COVID19 Economy Special Report

Rethinking Nigeria’s Economic Response to Covid-19 Pandemic

The world is faced with very challenging times with the advent of the novel coronavirus, now better known as covid-19. The disease has left in its wake over one hundred thousand deaths in about three months and over one and a half million people infected.

Health infrastructure globally has never been this stretched in modern history as the disease continues to wreak havoc while a search for its cure remains elusive.

Beyond the deaths and turmoil of those hospitalized by covid-19 is the misery it has caused the economies of virtually every nation on the planet. The economic destabilization is unparalleled, coupled with the uncertainty in its wake. In two months or less, over twelve million Americans have unemployment Insurance, representing 13% of the labour force. This is the worst unemployment record since World War Two. Petrol consumption in Europe has fallen by 88%. Demand has fallen elsewhere in China and the United States owing to the shut-ins, leaving a barrel of crude selling at $23.1 at the time.

Contrary to sentiments in certain quarters, China is also severely hit by the pandemic in economic terms. It has recorded a 6.2% unemployment rate, the worst since it started taking such records in the early nineties. This represents about 200 million people unable to return to their jobs.

In Nigeria, the grimness is not yet clear. However, the World has predicted the first recession in 25 years in Sub Saharan Africa, where Nigeria belongs. Before the virus, Nigeria’s unemployment rate stood at 23.1%, no one knows for sure by how much it would have risen by the time the survey is carried out.

What we know

What we know for certain is that revenues have dropped as demand for the nation’s crude witness continuous decline. This much was announced by the Group Managing Director of the NNPC, Mele Kyari at last month’s CBN Going for Growth 2.0 series were announced that fifty barges carrying the nation’s crude had nowhere to berth.

This is uncharted territory and portends grave consequences for the nation existentially. Oil still accounts for 60% of Government revenues and 80% of foreign exchange earnings.

No economic expert is required to forecast that things will change dramatically. Our ability to survive as a nation will depend on how much we can adapt to these changes and very swiftly too.

Unemployment is sure to rise as aggregate demands fall while the nations, we readily fall back to borrow from, will be nursing their own wounds. Export will fall globally as Governments try to learn the best approach to revive their economies.

This leaves us as a nation with virtually one option- Ourselves.
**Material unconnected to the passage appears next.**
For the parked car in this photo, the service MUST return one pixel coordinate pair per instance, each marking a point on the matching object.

What we failed to do in the past in form of diversification, import substitution, promotion of locally made products and solutions will be our only hope for survival.
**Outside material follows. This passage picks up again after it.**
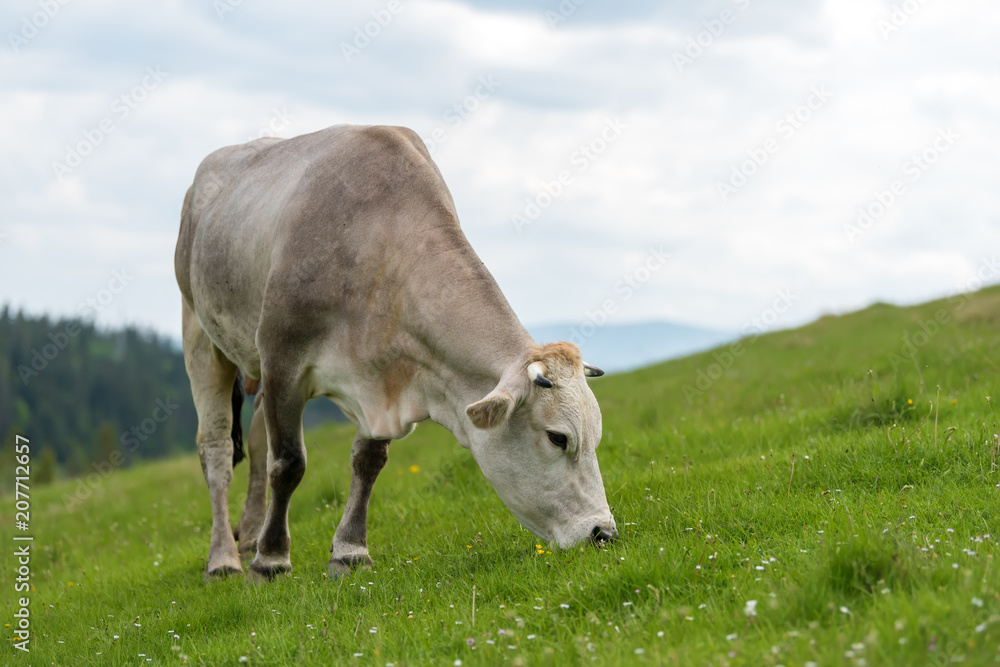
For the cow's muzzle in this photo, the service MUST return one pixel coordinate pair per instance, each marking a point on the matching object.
(600, 535)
As a business mogul, Aliko Dangote alluded to recently, we have frittered away several opportunities for developing the local economy and have wastefully depended on imports to meet our needs. Their new dispensation will have no room for such waste and policy inconsistencies. Good enough, we have a population large enough to consume whatever begin to produce.
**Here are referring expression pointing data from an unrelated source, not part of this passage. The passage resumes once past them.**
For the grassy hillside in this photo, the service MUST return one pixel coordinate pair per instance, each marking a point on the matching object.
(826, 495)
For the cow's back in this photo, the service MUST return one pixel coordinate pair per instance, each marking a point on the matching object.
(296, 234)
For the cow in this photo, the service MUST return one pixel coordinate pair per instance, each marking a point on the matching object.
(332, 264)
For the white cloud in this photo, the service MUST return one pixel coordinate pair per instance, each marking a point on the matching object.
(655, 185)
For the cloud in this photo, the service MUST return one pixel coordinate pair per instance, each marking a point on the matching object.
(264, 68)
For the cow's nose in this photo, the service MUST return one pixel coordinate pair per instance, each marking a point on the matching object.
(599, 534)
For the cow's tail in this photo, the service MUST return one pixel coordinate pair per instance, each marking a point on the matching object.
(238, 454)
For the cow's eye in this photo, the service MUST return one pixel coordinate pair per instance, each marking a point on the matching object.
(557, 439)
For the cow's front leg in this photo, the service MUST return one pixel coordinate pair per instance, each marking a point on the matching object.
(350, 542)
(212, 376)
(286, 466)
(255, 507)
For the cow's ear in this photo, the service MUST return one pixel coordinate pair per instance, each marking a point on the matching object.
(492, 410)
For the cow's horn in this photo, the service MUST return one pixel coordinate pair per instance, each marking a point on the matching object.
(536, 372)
Producing and consuming locally will have to be pursued without hypocrisy while the waste that has become a culture will have to be stopped. This is the time to start implementing strategies that will bring down the burdensome cost of governance.

Softer landing to private sector

It is commendable the CBN announced a N50bn fund for small and medium scale businesses as part of its response to the covid-19 pandemic. The fund should be increased substantially and transparently administered because the SMEs will be the nucleus of growth. Also, other previous interventions for SMEs that have been largely unaccessed should be reworked to enable genuine small business owners’ benefit.

On the fiscal side, the Federal Government should offer softer landings to private sector operators who have been hit badly by the inactivity in the economy. It will not be out of place to consider tax reprieve over some periods for these companies to enable them to restart and lessen the possibility of a huge layoff of employees.

Also, the funds being requested from the multi-lateral development financial institutions in this period must be tied to projects that will have the most impact on the economy, especially, Agriculture, Infrastructure, Healthcare as well as Education and Innovation.

Since necessity is the mother of invention, the nation’s much-touted greatness can assume reality, if the right economic decisions are taken and followed through, post covid-19.